See also Causal mapping has been used for over 50 years in many disciplines
Renewed interest in causal mapping may also be reinforced by the ‘causal revolution’ in quantitative data science initiated by Judea Pearl (Pearl, 2000; Pearl and Mackenzie, 2018), which has fundamentally challenged the almost total taboo placed on making or assessing explicit causal claims, which was dominant in statistics for much of the twentieth century (Powell, 2018), and this has in turn helped rekindle interest in explicitly addressing causation using qualitative methods.

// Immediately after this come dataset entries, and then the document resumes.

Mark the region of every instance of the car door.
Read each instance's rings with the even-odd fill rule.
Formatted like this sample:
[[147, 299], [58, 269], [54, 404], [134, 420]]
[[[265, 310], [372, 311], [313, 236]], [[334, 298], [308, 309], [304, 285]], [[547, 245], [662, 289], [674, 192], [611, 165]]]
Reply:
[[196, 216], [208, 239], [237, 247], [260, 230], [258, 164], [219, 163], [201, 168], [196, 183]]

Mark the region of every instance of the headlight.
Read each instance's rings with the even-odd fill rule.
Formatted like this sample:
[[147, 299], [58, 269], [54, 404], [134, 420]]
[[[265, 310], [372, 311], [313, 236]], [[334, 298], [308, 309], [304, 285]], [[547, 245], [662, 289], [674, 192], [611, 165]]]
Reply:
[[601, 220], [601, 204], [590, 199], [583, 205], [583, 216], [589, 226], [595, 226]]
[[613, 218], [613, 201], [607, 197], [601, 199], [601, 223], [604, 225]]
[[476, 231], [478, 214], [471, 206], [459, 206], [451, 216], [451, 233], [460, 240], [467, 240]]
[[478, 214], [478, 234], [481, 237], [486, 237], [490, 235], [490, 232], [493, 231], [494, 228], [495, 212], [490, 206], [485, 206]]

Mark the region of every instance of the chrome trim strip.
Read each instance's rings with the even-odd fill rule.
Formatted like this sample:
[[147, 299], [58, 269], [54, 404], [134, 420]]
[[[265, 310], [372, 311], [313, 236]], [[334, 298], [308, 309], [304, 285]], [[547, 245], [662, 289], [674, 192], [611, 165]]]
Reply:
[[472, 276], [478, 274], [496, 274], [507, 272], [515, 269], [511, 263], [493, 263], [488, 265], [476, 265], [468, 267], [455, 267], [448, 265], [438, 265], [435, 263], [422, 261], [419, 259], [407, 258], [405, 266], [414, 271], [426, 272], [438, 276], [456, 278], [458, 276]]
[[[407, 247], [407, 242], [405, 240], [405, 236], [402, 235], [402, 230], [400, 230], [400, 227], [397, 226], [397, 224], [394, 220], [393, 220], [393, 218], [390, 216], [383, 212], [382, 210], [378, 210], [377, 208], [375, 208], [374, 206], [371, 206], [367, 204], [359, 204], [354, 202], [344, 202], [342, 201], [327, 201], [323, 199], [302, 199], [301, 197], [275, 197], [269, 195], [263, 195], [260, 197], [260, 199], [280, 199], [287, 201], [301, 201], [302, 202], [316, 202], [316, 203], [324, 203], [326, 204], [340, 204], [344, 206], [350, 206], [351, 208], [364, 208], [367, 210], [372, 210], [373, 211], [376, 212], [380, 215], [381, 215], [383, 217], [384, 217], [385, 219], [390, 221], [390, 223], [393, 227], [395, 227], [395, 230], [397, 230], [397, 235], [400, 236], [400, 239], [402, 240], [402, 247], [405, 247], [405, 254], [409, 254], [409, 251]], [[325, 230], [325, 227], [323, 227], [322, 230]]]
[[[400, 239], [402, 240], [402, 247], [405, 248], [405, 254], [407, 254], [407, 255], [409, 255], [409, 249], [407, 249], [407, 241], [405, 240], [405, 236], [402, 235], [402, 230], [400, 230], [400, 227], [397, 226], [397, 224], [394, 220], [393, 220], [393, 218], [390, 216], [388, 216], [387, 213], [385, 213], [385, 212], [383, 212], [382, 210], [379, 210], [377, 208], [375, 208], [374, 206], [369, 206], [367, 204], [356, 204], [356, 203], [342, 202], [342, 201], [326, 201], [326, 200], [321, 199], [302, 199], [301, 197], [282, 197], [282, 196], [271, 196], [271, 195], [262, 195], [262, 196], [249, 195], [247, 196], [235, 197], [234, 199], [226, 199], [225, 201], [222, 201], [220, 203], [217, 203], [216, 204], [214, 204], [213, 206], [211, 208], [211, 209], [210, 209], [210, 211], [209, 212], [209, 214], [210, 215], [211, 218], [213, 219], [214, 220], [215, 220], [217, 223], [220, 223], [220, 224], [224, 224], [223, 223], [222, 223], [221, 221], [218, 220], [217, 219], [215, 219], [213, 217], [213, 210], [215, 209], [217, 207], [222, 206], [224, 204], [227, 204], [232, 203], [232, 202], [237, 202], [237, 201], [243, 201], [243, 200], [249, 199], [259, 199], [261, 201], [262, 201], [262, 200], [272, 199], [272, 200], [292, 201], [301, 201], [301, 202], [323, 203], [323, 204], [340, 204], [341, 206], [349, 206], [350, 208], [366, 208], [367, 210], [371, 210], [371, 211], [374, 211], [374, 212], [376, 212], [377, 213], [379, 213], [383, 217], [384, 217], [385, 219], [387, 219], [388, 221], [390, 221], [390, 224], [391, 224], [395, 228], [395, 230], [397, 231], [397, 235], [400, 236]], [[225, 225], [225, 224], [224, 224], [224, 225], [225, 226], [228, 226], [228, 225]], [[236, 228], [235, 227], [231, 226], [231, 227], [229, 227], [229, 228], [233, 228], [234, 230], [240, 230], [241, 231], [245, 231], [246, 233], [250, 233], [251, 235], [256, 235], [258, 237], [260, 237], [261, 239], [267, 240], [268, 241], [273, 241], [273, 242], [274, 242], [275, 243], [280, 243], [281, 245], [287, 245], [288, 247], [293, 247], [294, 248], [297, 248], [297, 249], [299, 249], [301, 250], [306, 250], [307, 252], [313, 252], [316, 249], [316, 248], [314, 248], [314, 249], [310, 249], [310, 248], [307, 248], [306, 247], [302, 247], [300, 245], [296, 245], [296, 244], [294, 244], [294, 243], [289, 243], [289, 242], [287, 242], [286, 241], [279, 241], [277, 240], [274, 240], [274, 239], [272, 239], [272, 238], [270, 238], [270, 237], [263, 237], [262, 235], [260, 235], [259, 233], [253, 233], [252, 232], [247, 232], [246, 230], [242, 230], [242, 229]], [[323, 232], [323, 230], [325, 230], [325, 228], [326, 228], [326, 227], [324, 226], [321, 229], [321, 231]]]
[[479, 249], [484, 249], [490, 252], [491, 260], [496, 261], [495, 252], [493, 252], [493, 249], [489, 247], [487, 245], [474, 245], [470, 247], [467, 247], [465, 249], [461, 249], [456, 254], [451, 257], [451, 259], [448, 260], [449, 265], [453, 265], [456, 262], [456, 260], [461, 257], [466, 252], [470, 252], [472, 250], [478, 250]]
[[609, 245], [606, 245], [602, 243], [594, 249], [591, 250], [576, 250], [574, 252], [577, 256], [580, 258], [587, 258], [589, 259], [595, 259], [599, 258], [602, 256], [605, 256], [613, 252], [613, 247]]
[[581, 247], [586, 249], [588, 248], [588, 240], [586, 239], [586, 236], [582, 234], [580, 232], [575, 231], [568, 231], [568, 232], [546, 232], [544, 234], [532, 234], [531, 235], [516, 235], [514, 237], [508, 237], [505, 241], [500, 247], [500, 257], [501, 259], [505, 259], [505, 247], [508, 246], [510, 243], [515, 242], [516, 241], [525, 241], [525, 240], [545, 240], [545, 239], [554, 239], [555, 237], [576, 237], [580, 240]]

Causal mapping and most related approaches share the basic idea that causal knowledge – whether generalised or about a specific case or context – can be at least partially captured in small, relatively portable ‘nuggets’ of information (Powell, 2018: 52). These can be assembled into larger models of how things worked, or might work, in some cases. More ambitiously, they may contribute to constructing ‘middle-level theory’ theory, useful for understanding causal processes in other contexts, without necessarily reaching the level of overarching scientific laws (Cartwright, 2020). Causal nuggets are also related to the mechanisms that help to explain how people behave in different contexts (Pawson and Tilley, 1997; Schmitt, 2020). These can be thought of as causal schema and linked to the hypothesis that human knowledge is stored in chunks that are activated and combined with others in relevant circumstances. This would suggest that we humans do not have a comprehensive set of causal maps in our heads at any one time, but we do have a set of more basic components and the ability to assemble them when the situation calls for it, including when prompted by a researcher.